One of the most common roadblocks to recovery is denial that the assault occurred. In an attempt to minimize the effects of the rape, victims suppress the emotional and physical consequences of the incident.

“I had always considered myself a strong young woman, able to handle anything,” Ashley said. “[But afterward] I had thoughts of suicide. I was depressed, yet filled with anxiety. I felt so alone — like no one in my life could understand how I felt.”

Many survivors who choose to not report their assault or receive counseling remain in the denial stage their entire lives, with ramifications for their ability to develop and foster relationships.

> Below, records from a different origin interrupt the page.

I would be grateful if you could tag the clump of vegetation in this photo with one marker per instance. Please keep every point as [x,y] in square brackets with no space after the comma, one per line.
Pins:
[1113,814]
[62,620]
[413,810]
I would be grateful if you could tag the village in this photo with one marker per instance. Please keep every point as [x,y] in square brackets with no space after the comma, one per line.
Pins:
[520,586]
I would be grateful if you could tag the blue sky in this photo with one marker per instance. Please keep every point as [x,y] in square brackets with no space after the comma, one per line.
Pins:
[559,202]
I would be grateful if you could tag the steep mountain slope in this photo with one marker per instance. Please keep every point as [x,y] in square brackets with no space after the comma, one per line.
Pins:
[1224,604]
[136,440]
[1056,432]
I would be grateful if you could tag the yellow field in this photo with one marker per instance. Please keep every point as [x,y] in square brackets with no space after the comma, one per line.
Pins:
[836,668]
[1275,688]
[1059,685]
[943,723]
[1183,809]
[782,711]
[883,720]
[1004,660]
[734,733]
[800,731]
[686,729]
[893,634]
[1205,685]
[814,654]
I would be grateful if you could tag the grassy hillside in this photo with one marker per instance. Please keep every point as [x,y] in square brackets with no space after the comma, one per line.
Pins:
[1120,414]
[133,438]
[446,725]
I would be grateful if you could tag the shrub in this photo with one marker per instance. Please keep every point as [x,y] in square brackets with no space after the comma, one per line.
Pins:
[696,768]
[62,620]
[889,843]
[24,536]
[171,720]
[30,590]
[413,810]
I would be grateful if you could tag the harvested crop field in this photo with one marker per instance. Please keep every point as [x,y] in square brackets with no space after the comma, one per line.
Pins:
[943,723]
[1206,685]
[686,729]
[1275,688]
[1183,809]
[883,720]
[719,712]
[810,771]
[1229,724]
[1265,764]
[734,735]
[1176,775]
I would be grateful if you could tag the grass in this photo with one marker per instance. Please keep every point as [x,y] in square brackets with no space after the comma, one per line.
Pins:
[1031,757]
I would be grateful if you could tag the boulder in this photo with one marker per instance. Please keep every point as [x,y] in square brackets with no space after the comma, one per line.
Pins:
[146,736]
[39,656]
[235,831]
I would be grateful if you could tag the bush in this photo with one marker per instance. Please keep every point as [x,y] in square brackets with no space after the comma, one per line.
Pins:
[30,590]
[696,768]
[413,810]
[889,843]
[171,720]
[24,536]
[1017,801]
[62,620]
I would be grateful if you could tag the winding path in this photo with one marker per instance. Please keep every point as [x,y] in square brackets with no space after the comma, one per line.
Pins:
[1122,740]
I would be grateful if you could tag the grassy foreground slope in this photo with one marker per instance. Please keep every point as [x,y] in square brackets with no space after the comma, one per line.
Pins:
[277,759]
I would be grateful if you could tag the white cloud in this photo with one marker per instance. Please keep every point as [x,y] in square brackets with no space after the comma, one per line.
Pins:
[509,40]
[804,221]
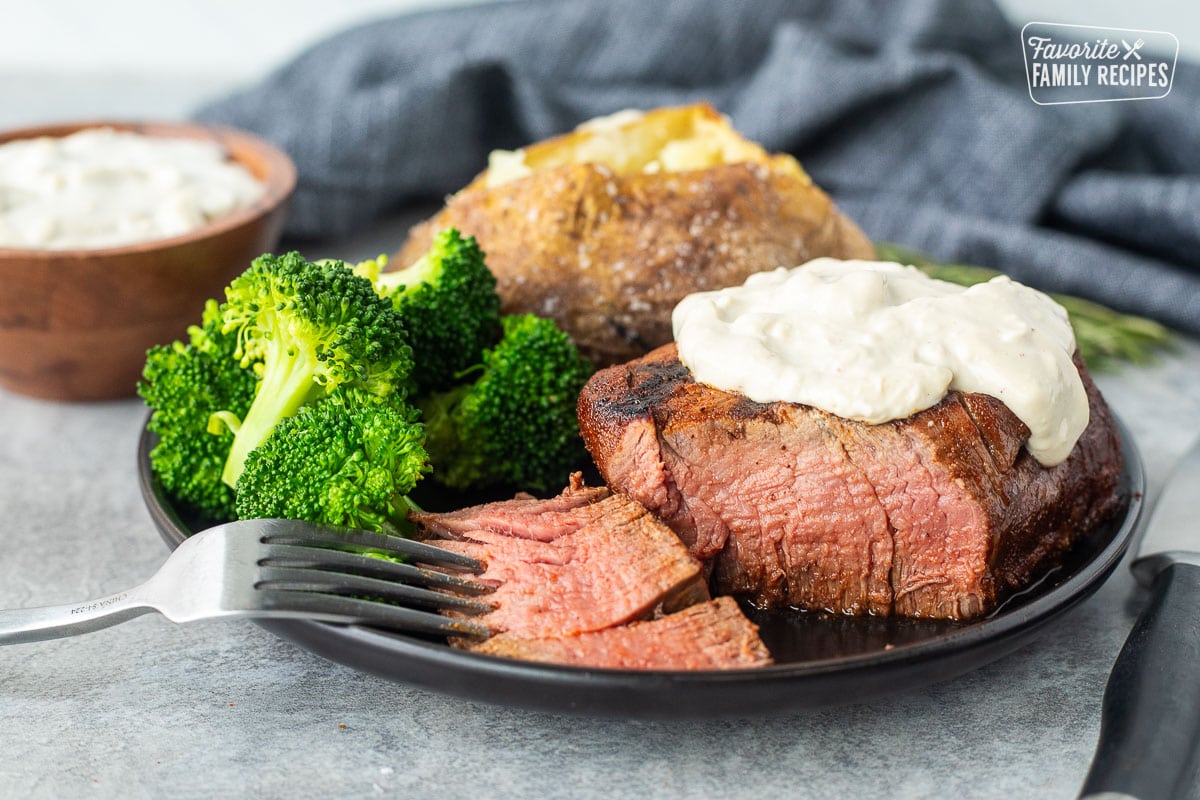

“Suppression of strong emotions related to sexual violence can eat away at a person’s ability to have a fulfilling life, with relationships and experiences that are at once challenging and beneficial,” House said.

Months after her assault, Ashley decide to walk into a local rape crisis center to receive the help she realized was necessary. She said she found comfort talking with a counselor and began keeping a journal documenting her healing process, a habit she continues to this day.

“Sexual assault does not define me, but it is part of who I am,” Ashley said. “I’ve come to peace with what happened to me. Much of that peace comes from helping others.”

For more than 10 years, Ashley’s work and volunteer life have been deeply rooted in advocacy for children and teenagers affected by sexual violence. Nearly a decade and a half after her assault, Ashley is married and has one child. Her husband is an A&M alumni and local law enforcement officer.

“You can survive this,” Ashley said. “There are so many people in our community who care and are there to help. You are not alone.”